Moscow has different goals in each case and as such implements different approaches: it recognizes Abkhazia and South Ossetia, however hesitates to do the same with Transnistria, Nagorno-Karabakh and the “People’s Republics” in Eastern Ukraine. In most cases it deploys peacekeeping missions in the conflict zones in order to prevent the further escalation. In Ukraine it provides military and economic support to the separatists by stealth. In almost all cases, Russia explicitly picks the side of separatists, however in Nagorno-Karabakh it tries to strike a balance between Azerbaijan and Armenia so it neither condemns, nor supports Stepanakert’s aspirations.

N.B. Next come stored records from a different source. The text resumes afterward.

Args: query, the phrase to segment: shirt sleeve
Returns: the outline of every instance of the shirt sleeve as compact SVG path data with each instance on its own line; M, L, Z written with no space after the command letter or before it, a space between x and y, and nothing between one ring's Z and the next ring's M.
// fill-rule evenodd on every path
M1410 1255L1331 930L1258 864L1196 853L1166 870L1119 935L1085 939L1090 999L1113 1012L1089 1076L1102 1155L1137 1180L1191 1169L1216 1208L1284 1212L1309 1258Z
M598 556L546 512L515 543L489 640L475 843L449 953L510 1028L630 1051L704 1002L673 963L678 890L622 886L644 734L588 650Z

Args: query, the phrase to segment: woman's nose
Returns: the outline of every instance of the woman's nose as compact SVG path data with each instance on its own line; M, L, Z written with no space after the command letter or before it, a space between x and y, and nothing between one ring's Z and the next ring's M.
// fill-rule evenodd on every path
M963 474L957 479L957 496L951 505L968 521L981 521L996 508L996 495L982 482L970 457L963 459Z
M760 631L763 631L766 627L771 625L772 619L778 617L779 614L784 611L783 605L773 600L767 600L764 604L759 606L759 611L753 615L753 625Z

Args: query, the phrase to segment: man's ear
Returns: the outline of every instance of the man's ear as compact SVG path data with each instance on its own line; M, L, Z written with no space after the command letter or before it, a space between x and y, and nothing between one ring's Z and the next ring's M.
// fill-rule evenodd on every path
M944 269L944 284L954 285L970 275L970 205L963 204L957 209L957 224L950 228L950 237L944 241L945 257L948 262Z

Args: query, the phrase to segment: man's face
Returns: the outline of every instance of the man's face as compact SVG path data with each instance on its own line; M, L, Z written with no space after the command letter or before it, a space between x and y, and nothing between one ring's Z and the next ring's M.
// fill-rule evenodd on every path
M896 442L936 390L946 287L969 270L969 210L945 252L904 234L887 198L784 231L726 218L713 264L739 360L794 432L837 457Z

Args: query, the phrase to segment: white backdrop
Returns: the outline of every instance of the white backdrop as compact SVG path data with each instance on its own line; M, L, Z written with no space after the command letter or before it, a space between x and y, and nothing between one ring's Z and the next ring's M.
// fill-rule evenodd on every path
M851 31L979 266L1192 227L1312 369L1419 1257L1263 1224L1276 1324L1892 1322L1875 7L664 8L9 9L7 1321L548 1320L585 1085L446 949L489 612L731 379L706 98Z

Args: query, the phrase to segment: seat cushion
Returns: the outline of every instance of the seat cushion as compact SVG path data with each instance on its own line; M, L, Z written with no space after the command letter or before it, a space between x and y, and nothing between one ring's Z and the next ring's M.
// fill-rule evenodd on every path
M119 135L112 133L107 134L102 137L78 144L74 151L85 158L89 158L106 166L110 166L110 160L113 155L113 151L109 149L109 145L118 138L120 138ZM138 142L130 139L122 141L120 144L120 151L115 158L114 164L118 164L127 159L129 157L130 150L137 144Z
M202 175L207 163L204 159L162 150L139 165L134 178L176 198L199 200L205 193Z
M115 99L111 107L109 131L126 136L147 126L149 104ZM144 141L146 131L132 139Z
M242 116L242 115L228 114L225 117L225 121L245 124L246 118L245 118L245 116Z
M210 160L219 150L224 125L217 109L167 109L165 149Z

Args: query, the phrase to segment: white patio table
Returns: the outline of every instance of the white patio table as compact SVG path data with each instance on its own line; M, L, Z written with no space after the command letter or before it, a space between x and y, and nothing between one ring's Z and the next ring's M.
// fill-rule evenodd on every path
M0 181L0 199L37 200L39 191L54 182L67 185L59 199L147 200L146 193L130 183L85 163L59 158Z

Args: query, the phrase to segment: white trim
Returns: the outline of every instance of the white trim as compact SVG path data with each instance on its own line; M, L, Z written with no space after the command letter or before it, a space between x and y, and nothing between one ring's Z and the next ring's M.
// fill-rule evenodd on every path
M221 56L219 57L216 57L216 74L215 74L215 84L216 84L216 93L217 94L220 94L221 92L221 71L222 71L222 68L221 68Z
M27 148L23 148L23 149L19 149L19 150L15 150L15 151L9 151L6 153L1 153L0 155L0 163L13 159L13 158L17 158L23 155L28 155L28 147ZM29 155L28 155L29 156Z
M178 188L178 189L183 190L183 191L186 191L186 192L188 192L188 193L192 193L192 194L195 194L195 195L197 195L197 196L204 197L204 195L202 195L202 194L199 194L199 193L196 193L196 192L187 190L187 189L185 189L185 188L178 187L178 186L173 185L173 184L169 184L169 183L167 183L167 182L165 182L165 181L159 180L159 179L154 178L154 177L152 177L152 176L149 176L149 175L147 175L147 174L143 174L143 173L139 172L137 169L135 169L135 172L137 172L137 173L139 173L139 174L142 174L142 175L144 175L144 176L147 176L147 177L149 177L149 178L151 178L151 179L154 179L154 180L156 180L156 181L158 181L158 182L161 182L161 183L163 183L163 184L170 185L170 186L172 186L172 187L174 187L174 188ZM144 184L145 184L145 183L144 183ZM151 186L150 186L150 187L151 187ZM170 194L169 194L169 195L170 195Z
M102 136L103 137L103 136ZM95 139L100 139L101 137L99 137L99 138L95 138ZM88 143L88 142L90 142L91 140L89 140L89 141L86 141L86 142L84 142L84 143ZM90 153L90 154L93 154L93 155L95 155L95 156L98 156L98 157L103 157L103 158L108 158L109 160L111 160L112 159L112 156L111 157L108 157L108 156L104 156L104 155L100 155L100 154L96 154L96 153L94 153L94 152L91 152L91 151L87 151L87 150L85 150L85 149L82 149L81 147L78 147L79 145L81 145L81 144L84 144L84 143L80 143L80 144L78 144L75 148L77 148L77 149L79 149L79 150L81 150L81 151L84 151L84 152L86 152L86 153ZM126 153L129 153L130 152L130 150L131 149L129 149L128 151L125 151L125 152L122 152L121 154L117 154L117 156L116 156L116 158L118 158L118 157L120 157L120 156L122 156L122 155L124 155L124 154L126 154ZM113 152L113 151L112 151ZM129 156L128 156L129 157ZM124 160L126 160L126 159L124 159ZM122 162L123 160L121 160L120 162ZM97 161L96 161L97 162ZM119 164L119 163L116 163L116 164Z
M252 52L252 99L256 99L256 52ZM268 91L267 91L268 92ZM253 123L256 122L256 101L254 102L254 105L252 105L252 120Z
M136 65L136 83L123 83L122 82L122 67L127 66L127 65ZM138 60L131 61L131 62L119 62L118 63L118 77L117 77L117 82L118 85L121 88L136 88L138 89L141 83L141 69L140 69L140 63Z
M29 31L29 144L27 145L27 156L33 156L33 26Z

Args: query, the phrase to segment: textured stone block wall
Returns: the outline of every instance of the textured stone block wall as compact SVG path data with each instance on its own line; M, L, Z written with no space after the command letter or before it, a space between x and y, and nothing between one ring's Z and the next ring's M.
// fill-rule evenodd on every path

On the one hand, Moscow indeed preserves the territorial disputes and divisions by baking secessionists and tries therefore to gain a leverage on the policies of their parent-states. On the other hand, Russia promotes peaceful conflicts resolution, rather than military. When the wars erupted in Georgia, Moldova and Azerbaijan in 1990s, it was Russia that brokered the ceasefire agreements between the parties of the conflicts. Its military presence in Georgia and Moldova (that was in fact recognized by then-leaders of these states) became a barrier against the major escalations. Although the relations between Chisinau and Tiraspol remain tense, there has been no large-scale military collisions between the two since the Russian peacekeeping mission began in 1992. After the Russia-Georgian war in 2008, it is unlikely that the conflict between Georgia and its separatist regions will erupt again in the foreseeable future due to the Russian troops stationed there. It is also applicable for Nagorno-Karabakh, as long as recently deployed Russian peacekeepers are in the region.

Contrary to the common belief that Russia undermines all the attempts to resolve the crises, in cases like Moldova and Ukraine it is actively involved in finding the peaceful solutions (the Kozak Memorandum for Moldova, the Minsk Agreements for Ukraine). However, as Nadezhda Arbatova mentions, Russia puts more effort into the military scenario prevention than into conflict resolution per se.

Frozen conflict impasse: is there a way out?

Russia is neither capable of, nor willing to reconstitute the USSR in any form. Its actions in the post-soviet conflicts are determined by mainly its threats perception, not by neo-imperialism. In this regard, still there is room for cooperation between Russia and the West.

The discussed conflicts have two main implications: ethno-political and geopolitical. The latter has become the most substantial factor and as such, it is the Russia-West relations that determine the outcome. As the authors of a RAND report on frozen conflicts state, “conflict resolution will flow from an agreement on the regional order, not the other way around”. It means that in order to solve the crises (both in the post-soviet countries and between Russia and the West), firstly the West and Russia should come to terms with regards to the new security architecture in Europe. As both Russia and the West exert influence on the parties of the conflicts, i.e. the secessionists and the parent states respectively, working together they may find a suitable solution that meets the interests of both sides. In this vein, Russia and the West should understand that without each other’s engagement the post-soviet conflicts are unlikely to be resolved.

Maksim Kostin is a Policy Analyst at the Russian Public Affairs Committee (Ru-PAC).